Part of 3. Topical Questions – in the Senedd at 3:25 pm on 23 October 2019.
What we need to do immediately, I think, is to start to ask some of the practical questions about how and why. These questions need to be asked alongside the police investigations that clearly will be beginning immediately. How is it that this lorry was able to pass through Holyhead undetected in this way? Why did those on board, or others associated with this tragedy, decide that Dublin-Holyhead was to be the chosen crossing? I've heard people complain that somehow EU membership was to blame for Holyhead being a rather too open border. Let me say that decisions to cut jobs over the years at Holyhead have been nothing to do with the EU and far predate any discussions on Brexit; they've been about cuts and austerity and nothing else. So, what assurances have you sought, Minister, about the level of border control staffing at Holyhead, including a lack of permanent immigration enforcement officers? I and others, like the Police and Crime Commissioner for North Wales, Arfon Jones, have long raised concerns about fears of a lack of border resources at Holyhead.

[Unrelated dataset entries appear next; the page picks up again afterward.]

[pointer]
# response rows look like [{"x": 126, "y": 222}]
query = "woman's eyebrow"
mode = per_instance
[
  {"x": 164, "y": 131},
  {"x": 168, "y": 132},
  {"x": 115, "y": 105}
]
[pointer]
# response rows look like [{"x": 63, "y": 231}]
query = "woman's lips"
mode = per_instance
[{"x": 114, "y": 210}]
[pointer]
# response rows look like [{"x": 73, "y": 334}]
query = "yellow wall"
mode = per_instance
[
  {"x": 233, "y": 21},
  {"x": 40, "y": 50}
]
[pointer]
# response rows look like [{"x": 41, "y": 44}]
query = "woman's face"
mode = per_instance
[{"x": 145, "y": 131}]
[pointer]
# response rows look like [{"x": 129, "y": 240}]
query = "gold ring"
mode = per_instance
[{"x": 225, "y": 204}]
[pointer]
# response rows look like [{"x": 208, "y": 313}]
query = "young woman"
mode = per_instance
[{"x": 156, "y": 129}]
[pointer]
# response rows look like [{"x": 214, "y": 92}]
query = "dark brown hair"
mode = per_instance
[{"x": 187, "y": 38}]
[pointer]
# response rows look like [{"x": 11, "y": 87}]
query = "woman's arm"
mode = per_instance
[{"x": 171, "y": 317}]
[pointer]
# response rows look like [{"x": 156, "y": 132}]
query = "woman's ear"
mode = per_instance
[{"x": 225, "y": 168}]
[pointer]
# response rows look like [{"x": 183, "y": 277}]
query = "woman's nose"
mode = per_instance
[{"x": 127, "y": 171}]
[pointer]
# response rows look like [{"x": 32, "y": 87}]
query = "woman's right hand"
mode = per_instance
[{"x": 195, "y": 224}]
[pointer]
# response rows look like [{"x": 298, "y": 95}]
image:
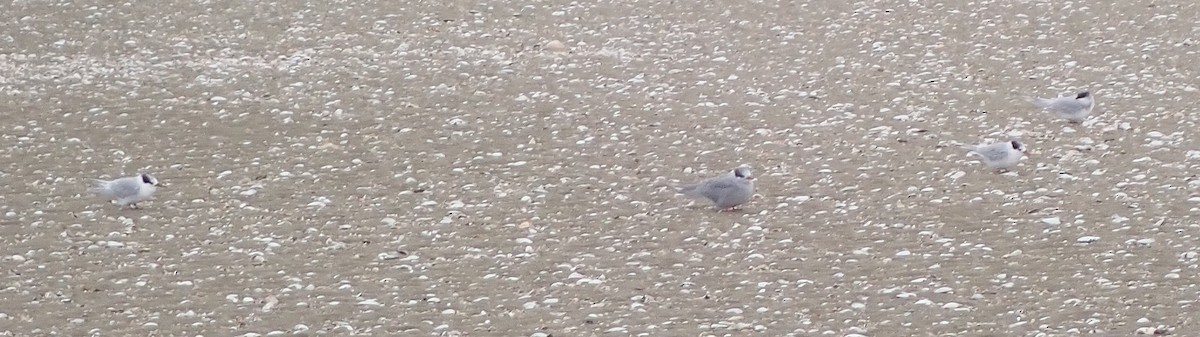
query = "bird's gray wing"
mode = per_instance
[
  {"x": 718, "y": 188},
  {"x": 995, "y": 151},
  {"x": 125, "y": 187}
]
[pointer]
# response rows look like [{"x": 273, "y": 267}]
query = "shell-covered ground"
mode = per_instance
[{"x": 455, "y": 168}]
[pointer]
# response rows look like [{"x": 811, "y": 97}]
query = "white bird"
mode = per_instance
[
  {"x": 127, "y": 191},
  {"x": 1001, "y": 156},
  {"x": 1071, "y": 108},
  {"x": 726, "y": 192}
]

The commissioner got a response from the Home Office when he pursued this, saying the Government is aware of the vulnerabilities of the common travel area—aware, perhaps, but what did they do about it in terms of increasing resource?
Alex Carlile QC, when he was a reviewer of anti-terror legislation, was raising issues around border policing and anti-terror measures at Holyhead 20 years ago. In so many ways, Holyhead has been overlooked as a port, I fear. Whilst Dover is firmly on the agenda as the UK's busiest roll-on, roll-off ferry port, Holyhead seems ignored as the second busiest, with about 400,000 lorries passing through annually. This is not acceptable, either in the context of Brexit and the ignoring of Holyhead in the Yellowhammer document, for example, or now in the context of immigration and this tragic loss of human life. As we know, it's thought that the lorry came from Bulgaria and arrived in Wales on Saturday in Holyhead. Seamus Leheny, Northern Ireland policy manager for the Freight Transport Association, is quoted by the Press Association today as saying:
'If the lorry came from Bulgaria,'— as we believe it did—
'getting into Britain via Holyhead is an unorthodox route.'
He went on to say:
'People have been saying that security and checks have been increased at places like Dover and Calais, so it might be seen as an easier way to get in by going from Cherbourg or Roscoff over to Rosslare, then up the road to Dublin.'
It's a long way around, he said, and it'll add an extra day to the journey. The question I think we need to ask is: has a lack of resource put in by the Home Office in Holyhead made our ports vulnerable and in so doing added to the already significant vulnerability of these 39 who have now been found dead? I spoke with one Holyhead councillor earlier today, Councillor Trefor Lloyd Hughes, about how he too had been raising these concerns for some time. Will you join him and me in inviting Home Office Ministers to Holyhead to see for themselves why this port needs real investment and to impress on the Home Office the prioritisation that Holyhead deserves as Wales's busiest and the UK's second-busiest roll-on, roll-off ferry port?